At a recent girls’ brunch, a friend I’ve known for years, shared unexpectedly, in a very emotional moment, that she had experienced a miscarriage earlier in the year. She explained that although she had wanted to tell us girls about it, she was hesitant since miscarriage is still such a taboo subject in our society. She tried to pretend that everything was fine, suffering in silence through others’ baby announcements, but in the end, her still very raw emotions took over.
Most women keep their pregnancies a secret until safely past the first trimester, the riskiest period. This means that if they suffer a miscarriage, they are forced to grieve alone and in silence. There is so much unnecessary shame surrounding miscarriages and there seems to be an unspoken understanding that we’re just not supposed to talk about it, even if it would help to do so. That doesn’t make sense to me.
While I’m obviously sad about my friend’s loss, I am perhaps even more sad that at the time of her miscarriage, when she needed us the most, she couldn’t talk about her loss and receive support from her friends. She shouldn’t have had to pretend in front of people who care about her that she was not suffering. Although I understand her hesitation over sharing this information, I feel terrible as I imagine that the isolation only exacerbated her pain.
Approximately one in four pregnancies end in miscarriage. This means that there must be millions of women out there who have mourned the loss of a child. I once heard from a woman who had a miscarriage that she thought that she didn’t know anyone else who had a miscarriage, but once she began to tell people about her loss, others came out of nowhere to say that they’d been there, too.
These past few weeks have made me realize that I likely have other girlfriends who have silently suffered a loss. And chances are, you do, too.

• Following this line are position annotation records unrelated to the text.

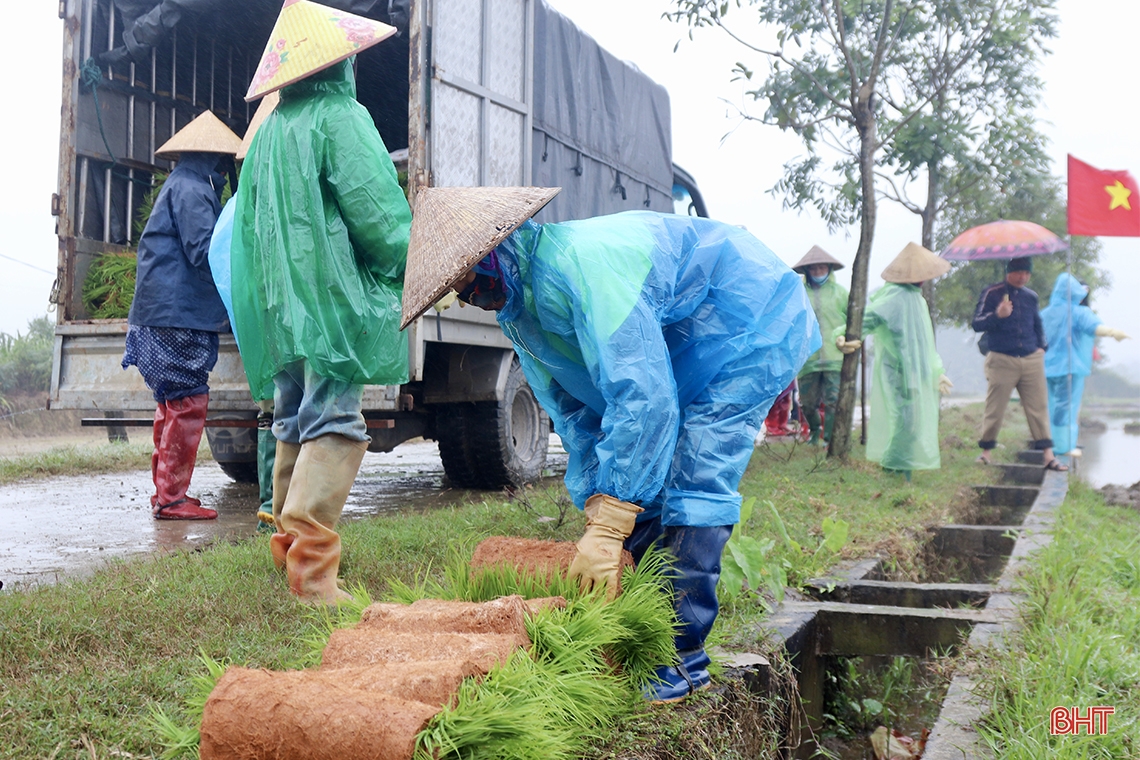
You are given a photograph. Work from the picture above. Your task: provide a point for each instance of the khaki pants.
(1027, 375)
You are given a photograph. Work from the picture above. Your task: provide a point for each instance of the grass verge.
(1080, 642)
(84, 663)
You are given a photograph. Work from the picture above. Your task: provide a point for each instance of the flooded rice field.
(64, 526)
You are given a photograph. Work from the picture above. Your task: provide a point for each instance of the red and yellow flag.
(1104, 203)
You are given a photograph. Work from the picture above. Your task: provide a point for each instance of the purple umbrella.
(1003, 239)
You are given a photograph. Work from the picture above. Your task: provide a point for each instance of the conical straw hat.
(816, 255)
(308, 38)
(914, 264)
(204, 135)
(265, 108)
(453, 228)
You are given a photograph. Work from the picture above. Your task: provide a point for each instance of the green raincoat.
(320, 242)
(902, 431)
(829, 301)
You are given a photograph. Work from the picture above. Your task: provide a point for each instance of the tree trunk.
(845, 409)
(928, 217)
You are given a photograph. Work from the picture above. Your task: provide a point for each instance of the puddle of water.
(1109, 457)
(65, 526)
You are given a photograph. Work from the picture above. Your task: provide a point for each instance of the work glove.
(609, 523)
(1112, 332)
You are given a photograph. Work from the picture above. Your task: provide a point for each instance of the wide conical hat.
(265, 108)
(816, 255)
(914, 264)
(453, 228)
(204, 135)
(308, 38)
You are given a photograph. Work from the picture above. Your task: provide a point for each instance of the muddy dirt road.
(64, 526)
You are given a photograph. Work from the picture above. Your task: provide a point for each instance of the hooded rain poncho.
(320, 242)
(829, 301)
(657, 343)
(1072, 333)
(903, 425)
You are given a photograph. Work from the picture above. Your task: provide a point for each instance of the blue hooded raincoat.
(657, 343)
(1072, 332)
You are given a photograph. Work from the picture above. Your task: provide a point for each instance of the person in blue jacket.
(1007, 313)
(177, 315)
(1072, 329)
(657, 344)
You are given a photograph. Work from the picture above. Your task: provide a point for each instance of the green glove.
(599, 560)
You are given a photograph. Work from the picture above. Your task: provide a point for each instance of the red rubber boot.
(178, 450)
(776, 422)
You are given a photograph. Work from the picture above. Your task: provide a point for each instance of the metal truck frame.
(471, 92)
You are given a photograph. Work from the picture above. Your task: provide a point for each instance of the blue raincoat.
(173, 286)
(657, 343)
(1072, 332)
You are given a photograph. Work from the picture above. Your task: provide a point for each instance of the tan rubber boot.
(320, 483)
(285, 460)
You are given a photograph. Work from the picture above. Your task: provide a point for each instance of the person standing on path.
(1007, 313)
(657, 344)
(1072, 329)
(819, 380)
(908, 378)
(320, 235)
(177, 315)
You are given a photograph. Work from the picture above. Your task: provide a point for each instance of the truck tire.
(235, 449)
(511, 436)
(453, 433)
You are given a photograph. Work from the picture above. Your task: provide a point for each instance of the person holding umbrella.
(1072, 329)
(1007, 313)
(1014, 338)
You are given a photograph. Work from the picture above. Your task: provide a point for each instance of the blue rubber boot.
(267, 454)
(694, 573)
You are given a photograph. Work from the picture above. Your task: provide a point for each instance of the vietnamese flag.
(1104, 203)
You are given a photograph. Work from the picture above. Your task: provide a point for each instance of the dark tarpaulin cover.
(601, 114)
(146, 23)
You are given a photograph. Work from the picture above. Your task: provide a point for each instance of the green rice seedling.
(515, 712)
(180, 737)
(108, 288)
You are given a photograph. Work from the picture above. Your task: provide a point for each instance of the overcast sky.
(1090, 109)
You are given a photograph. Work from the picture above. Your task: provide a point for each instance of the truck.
(469, 92)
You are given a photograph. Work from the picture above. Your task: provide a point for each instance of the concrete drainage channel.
(967, 596)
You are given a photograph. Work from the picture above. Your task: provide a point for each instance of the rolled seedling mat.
(299, 714)
(350, 647)
(503, 615)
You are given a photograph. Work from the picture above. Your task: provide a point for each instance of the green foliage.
(108, 287)
(25, 360)
(751, 561)
(1076, 645)
(861, 694)
(1027, 196)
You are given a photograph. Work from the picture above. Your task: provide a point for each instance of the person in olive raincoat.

I’ve been mentally rewinding conversations I’ve had with my girlfriends lately and second-guessing all the things we talked about that could potentially be upsetting to someone who has miscarried. As a new mama in my thirties, with so many girlfriends who are expecting and so many of us starting families, it can be easy to get caught up in excessive baby talk. When I hear that someone is expecting, I want to talk all about baby products, wacky body changes, cravings and aversions. When someone has just had a baby, I just want to talk birth stories, maternity leaves, developmental milestones. There’s just so much to talk about and at this stage in my life, I find it all really exciting and interesting. But moving forward, I need to remind myself to curb the constant baby chatter and be extra sensitive about the possibility that I may be in the presence of others who are silently grieving.